Transforming Blackpool Transport for the future
Blackpool Transport is also moving ahead with plans to incorporate an HR system within the EPM solution. This will not only allow staff records to be kept as a central and accessible resource, dispensing with the need for a single cumbersome paper-based handling system, but also allow follow up actions that use other parts of the system. As Brookes notes, it will bring everything together. “They were looking at a standalone HR system,” he says. “Our system integrates everything and that’s a big advantage over a separate HR system – so why pay for something else?”

But other systems can be accommodated. Lonsdale says that a key strength of EPM’s systems is that they can be tailored to take on data from other systems developed by third party companies. As he notes, if Blackpool Transport introduces a new software system, EPM are keen to get hold of a data feed that will allow the data produced by that system to feed into OPM.
“A good example of that is the app that we’re currently developing for our customers,” Lonsdale notes. “The data from that app will feed directly into the system. Another example is payment details, be it from the ticket machines out on the road to the ticket sales made by PayPoint retailers. All of this data feeds into the EPM system and allows quick and efficient access to it. It’s such a brilliant tool.”

Mandy Davies, Blackpool Transport’s Head of Operations, adds that the technology is transforming the business. “We were very compartmentalised before with everyone running their own spreadsheets and means of capturing data,” she says. “If you wanted to find something out it meant going to each department and manipulating their spreadsheets. Now we have access to the data instantly across departments and it’s consistent. That helps us a lot.”

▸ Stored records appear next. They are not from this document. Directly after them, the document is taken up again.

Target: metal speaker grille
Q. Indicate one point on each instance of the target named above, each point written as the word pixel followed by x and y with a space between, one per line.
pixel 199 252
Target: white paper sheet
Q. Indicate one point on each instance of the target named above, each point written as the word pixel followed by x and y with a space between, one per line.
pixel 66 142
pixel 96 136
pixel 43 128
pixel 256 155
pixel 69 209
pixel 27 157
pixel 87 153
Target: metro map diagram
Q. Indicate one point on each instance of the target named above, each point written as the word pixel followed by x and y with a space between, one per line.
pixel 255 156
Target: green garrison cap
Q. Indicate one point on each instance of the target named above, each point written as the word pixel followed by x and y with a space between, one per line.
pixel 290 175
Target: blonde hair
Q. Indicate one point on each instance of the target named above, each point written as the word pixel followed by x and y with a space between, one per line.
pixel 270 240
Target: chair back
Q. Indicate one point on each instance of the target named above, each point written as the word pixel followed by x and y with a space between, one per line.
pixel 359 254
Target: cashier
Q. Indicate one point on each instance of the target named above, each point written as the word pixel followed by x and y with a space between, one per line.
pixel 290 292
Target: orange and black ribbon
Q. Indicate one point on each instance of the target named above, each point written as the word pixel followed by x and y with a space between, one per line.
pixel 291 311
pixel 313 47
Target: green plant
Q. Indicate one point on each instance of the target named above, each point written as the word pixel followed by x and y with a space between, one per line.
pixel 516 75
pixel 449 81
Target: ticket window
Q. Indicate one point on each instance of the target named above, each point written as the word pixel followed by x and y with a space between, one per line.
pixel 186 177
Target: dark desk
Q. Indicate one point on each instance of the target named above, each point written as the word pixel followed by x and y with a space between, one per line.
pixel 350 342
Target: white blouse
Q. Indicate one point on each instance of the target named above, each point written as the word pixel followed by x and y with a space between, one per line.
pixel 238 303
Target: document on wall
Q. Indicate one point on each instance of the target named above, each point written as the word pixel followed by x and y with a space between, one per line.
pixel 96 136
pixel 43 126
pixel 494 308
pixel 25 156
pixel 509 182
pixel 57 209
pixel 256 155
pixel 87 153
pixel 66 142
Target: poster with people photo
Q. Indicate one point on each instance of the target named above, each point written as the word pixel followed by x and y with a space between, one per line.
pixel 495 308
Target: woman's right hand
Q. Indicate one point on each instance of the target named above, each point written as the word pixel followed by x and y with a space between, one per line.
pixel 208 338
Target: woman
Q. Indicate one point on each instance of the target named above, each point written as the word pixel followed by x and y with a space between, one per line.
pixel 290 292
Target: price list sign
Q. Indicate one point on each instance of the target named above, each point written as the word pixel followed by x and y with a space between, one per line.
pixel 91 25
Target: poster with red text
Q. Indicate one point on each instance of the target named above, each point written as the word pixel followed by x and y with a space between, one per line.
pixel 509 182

Davies describes how she and her team at Blackpool Transport are proactive in using EPM systems to not only monitor day-to-day business operations, but also to inform decision- making. “We are more proactive with the information and I have to admit that it has got rid of a lot of the tedious admin,” she says. “I think at times we were a bit slate and chalk, but these systems have transformed us to being at the cutting edge. It really helps us to keep track of the KPIs we need to know and concentrate on the day-to-day job. That’s just a fantastic tool for us to have.”